Johann von Opperhausens Mahnschrift und Gemälde gegen Dietrich von Klitzing wegen der geleisteten Bürgschaft für den Kurfürsten Joachim II. Hector zu Brandenburg wegen einer geliehenen Summe Gulden (1550) (Hauptstaatsarchiv Hannover, Celle Br. 20 Nr. 50)


HStA Hannover Celle Br. 20 Nr. 50  

In der frühen Neuzeit zogen die meist hoch verschuldeten Landesherren zur Aufnahme neuer Schulden in der Regel Bürgen – finanzstarke Städte, wohlhabende Adlige und Bürger – heran, die im Falle etwaiger Zahlungsunfähigkeit für sie eintreten sollten. Allerdings kam es häufig vor, dass sich die Bürgen ihrer Verpflichtung entzogen und die Rückerstattung der Schuld verweigerten.

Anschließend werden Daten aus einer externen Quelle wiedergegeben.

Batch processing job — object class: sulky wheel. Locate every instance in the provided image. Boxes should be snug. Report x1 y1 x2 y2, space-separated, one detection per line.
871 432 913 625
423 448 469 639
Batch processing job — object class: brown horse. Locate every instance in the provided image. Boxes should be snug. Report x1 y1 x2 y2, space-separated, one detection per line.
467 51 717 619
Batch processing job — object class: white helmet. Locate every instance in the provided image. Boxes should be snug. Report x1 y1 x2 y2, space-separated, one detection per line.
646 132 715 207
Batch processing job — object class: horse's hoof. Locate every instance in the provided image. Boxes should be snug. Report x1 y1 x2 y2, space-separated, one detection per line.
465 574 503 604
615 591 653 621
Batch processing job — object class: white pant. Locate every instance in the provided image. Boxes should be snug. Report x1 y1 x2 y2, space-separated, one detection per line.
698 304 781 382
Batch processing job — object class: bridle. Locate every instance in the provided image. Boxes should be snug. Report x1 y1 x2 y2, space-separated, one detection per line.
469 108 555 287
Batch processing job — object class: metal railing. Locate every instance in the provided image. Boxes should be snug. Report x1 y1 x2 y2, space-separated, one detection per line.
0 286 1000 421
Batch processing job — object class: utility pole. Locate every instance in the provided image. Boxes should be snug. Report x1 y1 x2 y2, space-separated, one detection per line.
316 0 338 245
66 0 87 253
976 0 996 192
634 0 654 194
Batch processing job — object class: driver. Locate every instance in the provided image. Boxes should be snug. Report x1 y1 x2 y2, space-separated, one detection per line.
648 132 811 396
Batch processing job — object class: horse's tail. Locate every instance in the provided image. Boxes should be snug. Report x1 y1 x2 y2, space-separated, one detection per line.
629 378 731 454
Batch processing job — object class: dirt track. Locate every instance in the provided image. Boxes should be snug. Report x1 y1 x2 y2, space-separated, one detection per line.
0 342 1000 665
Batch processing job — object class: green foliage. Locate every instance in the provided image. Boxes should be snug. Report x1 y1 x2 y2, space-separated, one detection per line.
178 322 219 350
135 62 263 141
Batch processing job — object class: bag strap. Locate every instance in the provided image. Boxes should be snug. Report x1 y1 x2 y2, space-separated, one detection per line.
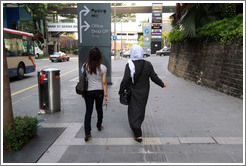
133 60 145 85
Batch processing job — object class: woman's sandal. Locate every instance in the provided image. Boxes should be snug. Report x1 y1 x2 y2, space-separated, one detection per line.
135 137 143 142
97 126 104 131
85 135 92 142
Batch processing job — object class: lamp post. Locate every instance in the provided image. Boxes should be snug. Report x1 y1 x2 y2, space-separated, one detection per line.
120 19 123 58
114 3 116 59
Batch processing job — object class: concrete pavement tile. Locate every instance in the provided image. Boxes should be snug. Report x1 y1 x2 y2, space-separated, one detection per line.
178 137 216 144
125 145 145 153
59 148 104 163
143 137 162 145
86 145 125 154
159 137 180 144
231 152 243 163
38 145 69 163
106 138 139 145
82 136 108 145
165 153 190 163
3 128 65 163
145 153 167 163
103 153 145 163
213 137 243 144
187 152 236 163
40 122 69 128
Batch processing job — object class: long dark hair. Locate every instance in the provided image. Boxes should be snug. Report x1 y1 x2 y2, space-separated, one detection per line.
87 47 102 74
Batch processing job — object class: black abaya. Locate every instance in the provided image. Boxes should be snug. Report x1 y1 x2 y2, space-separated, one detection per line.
119 60 164 137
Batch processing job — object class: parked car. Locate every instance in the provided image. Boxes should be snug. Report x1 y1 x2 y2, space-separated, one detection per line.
156 47 170 56
50 51 69 62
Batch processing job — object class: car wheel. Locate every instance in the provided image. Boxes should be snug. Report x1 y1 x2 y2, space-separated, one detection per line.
17 64 25 80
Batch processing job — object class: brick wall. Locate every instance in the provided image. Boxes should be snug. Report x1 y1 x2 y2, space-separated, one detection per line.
168 41 243 98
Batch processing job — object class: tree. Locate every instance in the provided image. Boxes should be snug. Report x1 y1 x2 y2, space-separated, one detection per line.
111 3 136 22
3 41 14 130
172 3 240 38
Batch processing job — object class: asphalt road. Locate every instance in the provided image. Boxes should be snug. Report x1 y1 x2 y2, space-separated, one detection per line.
10 56 78 116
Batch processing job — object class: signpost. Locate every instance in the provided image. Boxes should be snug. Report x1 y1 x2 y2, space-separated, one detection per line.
142 23 151 55
151 3 162 54
77 3 111 84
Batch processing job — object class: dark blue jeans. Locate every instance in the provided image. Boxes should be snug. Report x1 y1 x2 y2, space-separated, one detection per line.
84 90 104 135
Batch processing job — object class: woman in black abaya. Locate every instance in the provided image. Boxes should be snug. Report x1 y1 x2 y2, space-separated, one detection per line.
119 45 167 142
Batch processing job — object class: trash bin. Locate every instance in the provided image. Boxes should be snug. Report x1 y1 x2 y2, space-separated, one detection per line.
38 68 61 113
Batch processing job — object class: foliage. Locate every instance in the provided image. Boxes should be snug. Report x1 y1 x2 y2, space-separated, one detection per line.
169 14 243 44
197 14 243 44
220 3 236 18
169 30 184 43
3 116 38 151
138 36 143 47
177 3 218 37
161 32 170 47
111 3 136 22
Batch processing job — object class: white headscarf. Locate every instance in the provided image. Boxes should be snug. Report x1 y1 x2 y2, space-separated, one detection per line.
128 44 143 83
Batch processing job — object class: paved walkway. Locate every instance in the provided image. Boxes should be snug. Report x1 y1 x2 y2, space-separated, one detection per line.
5 56 244 164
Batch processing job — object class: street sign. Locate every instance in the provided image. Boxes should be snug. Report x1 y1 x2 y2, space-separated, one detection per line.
77 3 111 46
144 29 150 34
77 3 111 84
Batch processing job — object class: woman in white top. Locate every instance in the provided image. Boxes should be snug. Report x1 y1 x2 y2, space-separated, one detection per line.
81 47 109 141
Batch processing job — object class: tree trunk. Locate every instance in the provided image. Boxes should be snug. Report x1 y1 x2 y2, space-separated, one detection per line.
3 41 14 130
176 3 181 20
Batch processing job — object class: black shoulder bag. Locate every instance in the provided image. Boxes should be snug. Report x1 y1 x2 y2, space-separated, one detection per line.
75 64 88 95
120 61 145 105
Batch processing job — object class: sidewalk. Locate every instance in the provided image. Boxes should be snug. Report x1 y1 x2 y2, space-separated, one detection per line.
2 56 244 164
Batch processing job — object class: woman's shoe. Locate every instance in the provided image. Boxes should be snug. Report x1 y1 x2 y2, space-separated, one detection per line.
85 135 92 142
135 137 143 142
97 126 104 131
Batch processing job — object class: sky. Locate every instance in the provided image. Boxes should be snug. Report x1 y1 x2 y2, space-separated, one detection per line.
125 1 176 6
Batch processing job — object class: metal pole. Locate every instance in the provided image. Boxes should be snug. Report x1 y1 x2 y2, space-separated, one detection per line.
120 19 123 58
114 3 116 59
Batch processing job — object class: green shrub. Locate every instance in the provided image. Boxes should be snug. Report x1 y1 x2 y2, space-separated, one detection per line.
169 30 184 43
169 14 243 45
3 116 38 151
196 14 243 44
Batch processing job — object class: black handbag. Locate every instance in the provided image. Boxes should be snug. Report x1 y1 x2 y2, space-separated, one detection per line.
75 64 88 95
120 90 131 105
120 61 145 105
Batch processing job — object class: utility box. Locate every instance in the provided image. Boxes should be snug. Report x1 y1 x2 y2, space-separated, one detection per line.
38 68 61 113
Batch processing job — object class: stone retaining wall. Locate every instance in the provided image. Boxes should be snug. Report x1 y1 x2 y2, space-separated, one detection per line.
168 41 243 98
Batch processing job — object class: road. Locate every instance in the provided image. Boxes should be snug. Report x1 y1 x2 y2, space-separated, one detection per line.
10 56 78 116
6 56 244 163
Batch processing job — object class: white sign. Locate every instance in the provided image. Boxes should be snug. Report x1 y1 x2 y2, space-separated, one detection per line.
48 23 78 32
79 5 90 43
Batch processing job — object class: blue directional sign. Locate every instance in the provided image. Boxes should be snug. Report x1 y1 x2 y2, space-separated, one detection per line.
144 29 150 35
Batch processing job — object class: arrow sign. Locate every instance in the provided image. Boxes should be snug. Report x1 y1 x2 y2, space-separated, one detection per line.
79 5 90 17
80 21 90 31
79 5 90 43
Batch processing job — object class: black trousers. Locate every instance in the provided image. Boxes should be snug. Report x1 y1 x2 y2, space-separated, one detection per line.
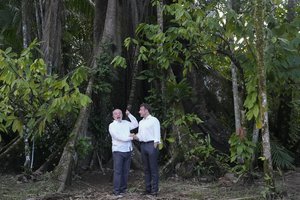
141 142 159 193
113 151 131 194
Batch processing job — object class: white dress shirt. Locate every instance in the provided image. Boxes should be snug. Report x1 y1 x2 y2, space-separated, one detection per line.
136 115 160 143
109 114 138 152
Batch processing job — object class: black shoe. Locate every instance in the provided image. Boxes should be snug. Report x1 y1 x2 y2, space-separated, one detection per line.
150 192 158 197
113 193 124 199
141 191 151 195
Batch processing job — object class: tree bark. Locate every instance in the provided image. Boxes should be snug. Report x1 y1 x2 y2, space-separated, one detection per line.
286 0 297 22
0 137 23 163
54 77 94 192
42 0 63 75
54 0 116 192
21 0 32 48
255 0 274 188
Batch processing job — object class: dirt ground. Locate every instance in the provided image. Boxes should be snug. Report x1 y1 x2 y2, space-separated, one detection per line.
0 169 300 200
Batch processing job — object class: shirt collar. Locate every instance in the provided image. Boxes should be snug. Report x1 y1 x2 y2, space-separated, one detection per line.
143 115 152 120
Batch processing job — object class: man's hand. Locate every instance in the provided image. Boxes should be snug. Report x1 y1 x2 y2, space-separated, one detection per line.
129 133 139 140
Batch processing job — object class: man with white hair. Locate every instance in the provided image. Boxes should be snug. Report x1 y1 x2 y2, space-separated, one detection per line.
109 109 138 197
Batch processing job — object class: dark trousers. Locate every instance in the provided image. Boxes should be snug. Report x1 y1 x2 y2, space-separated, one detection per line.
141 142 159 193
113 151 131 194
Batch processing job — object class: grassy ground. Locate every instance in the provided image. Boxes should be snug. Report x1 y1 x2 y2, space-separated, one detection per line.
0 171 300 200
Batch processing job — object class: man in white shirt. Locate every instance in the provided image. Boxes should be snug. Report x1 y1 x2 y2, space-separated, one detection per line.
109 109 138 195
132 104 160 196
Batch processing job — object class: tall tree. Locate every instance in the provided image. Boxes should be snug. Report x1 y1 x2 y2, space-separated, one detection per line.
42 0 63 74
54 0 117 192
255 0 274 188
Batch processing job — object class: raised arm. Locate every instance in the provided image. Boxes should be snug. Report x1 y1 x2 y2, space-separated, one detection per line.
126 110 139 130
109 124 133 142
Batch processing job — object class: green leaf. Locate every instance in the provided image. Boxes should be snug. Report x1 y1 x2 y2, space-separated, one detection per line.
12 119 23 134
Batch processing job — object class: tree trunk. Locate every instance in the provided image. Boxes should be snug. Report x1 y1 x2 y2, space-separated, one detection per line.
34 0 43 41
42 0 63 74
21 0 32 48
54 77 94 192
54 0 116 192
286 0 297 22
255 0 274 189
0 136 23 163
231 63 242 135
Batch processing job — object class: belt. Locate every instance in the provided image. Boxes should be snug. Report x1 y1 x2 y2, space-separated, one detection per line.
141 140 154 144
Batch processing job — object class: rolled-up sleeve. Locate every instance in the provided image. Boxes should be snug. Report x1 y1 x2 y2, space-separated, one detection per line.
154 118 160 143
128 114 139 130
108 124 133 142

In solchen Fällen stand dem Gläubiger eine gewohnheitsrechtlich verankerte Möglichkeit der Selbsthilfe zur Verfügung. Er konnte dem säumigen Bürgen einen mit einem sog. Schandgemälde versehenen Schmäh- oder Schandbrief zusenden. Darin wurde der Schuldner auf ehrenrührigste Weise des Eidbruchs und Betruges beschuldigt und ihm die öffentliche Verunglimpfung durch Aushang des Schandbildes an verschiedenen öffentlichen Plätzen (Pranger, Rathaus, Kirche) angedroht. Schandbriefe stellten so einen massiven Angriff auf die Ehre des Betroffenen dar, die in der frühen Neuzeit ein äußerst wertvolles soziales Kapital bildete. Noch in der 1. Hälfte des 16. Jahrhundert waren Schandbriefe ein wirksames Mittel zur Eintreibung von Schulden. In der zweiten Jahrhunderthälfte verlor diese Praxis der rechtlichen Selbsthilfe, die in den deutschen Territorien bis zu Beginn des 17. Jahrhunderts nachweisbar ist, allmählich an Bedeutung. Seitdem wandten sich die Gläubiger zunehmend an die sich etablierenden landesherrlichen Obergerichte, um ihre Schuldforderungen durchzusetzen. Auch die betroffenen Schuldner beschritten nun häufiger den Rechtsweg, um ihrerseits die Urheber der Schmähschriften wegen Beleidigung zu verklagen.

Der dargestellte Schmähbrief des Gläubigers Johann von Opperhausen richtete sich gegen Dietrich von Klitzing. Dieser war als Bürge für eine Schuld des Kurfürsten Joachim II. Hector von Brandenburg in Höhe von 1500 Goldgulden eingetreten, die er jedoch nicht zurückzahlte. Das Schandgemälde zeigt den säumigen Bürgen in entehrender Pose unter dem Galgen rückwärts auf einer Sau, der er sein Siegel – in der Zeit das Hauptbeglaubigungsmittel – unter den Schwanz drückt. Ein beigefügtes niederdeutsches Schmähgedicht fasst den illustrierten Sachverhalt noch einmal in Worte.